AN acclaimed film depicting women in Scotland through 100 years of filmmaking, is to be made accessible to viewers at home for the first time.
The National Library of Scotland (NLS) toured the hugely successful feature, "Her Century: Scottish Women on Film", in 19 cinemas, arts centres and festivals across the country in the lead up to lockdown.
The curated collection of archive footage, showing "ordinary women and girls", spanning the 20th century, was scheduled to be the main attraction at the NLS George IV Bridge building in Edinburgh over the summer.
Instead, from Monday, the Library, in partnership with Film Hub Scotland, part of the British Film Institute's (BFI) Film Audience Network, will make the film available to view online for two months.
The "at home" premiere will be introduced by Dr Emily Munro, from the NLS Moving Image Archive, who curated the film. Viewers will also have the opportunity to pose questions using live-chat throughout the screening.
Dr Munro said yesterday: "The films selected for this programme are as wide-ranging as their subject matter. They include educational and promotional material, amateur footage and propaganda.
"The women represented here include crofters, campaigners, factory workers, psychologists, mothers, pilots and educators. Seen together, they show great variation in women?s roles over time.
"The last century was a time of rapid social change in which 'a woman's place' was contested and redefined.
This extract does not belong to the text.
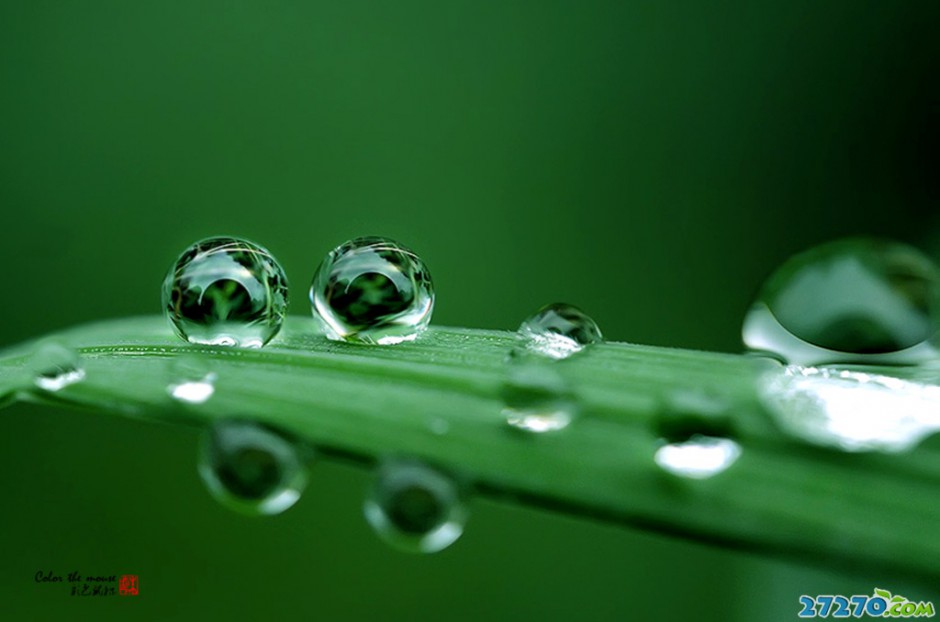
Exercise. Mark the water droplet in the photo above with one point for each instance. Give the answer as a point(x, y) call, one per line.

I wanted to steer away from the 'monumental' moments of suffrage and the two world wars, drawing instead on the variety of ways in which ordinary women and girls have been represented on film, as scholars, workers, mothers and friends."
The 90 minute film captures women's stories through major social change, challenging their roles and fighting for equality "at work and at home, classroom to croft, girlhood to motherhood".
Highlights include Herring Harvest at Yarmouth, from around 1910, which shows "Scotch lassies" at work gutting and packing fish in Yarmouth, 600 miles from home; and A Day in the Home, a 1951 educational film for domestic science pupils about the "proper" role of the housewife and mother in post-war Scotland.
The 1980 public health film Male and Female, directed by prolific but undiscovered documentary maker Sarah Erulkar, features teenagers discussing their views on gender roles in the 1980s.
Freely available to view online, the film will be able to reach a far larger potential audience than would be possible in the Library itself.
Following the online premiere via the Library's YouTube channel at 5pm on Monday, it will be made available for an exclusive two-month period accompanied by a new dedicated Her Century website and a zine featuring writing from Scotland-based authors.
Nicola Kettlewood, Film Hub Scotland Manager, said: "After the success of the Her Century tour at our member venues and festivals across Scotland, we’re delighted to be working with Dr Emily Munro and the Library team to bring the film and the zine to new audiences online via the dedicated mini-site.
"The appetite for curated archive programming is very much alive in the digital space, and making Her Century accessible for free will help to continue the conversation, both within Scotland and further afield."
Women filmmakers feature strongly in Her Century, including professional filmmakers such as Sarah Erulkar, Budge Cooper and Jenny Gilbertson as well as footage from amateur Scottish documentarian Grace Williamson.
* The online premiere of Her Century: Scottish women on screen takes place on Monday 20 July at 5pm via the Library’s Youtube channel.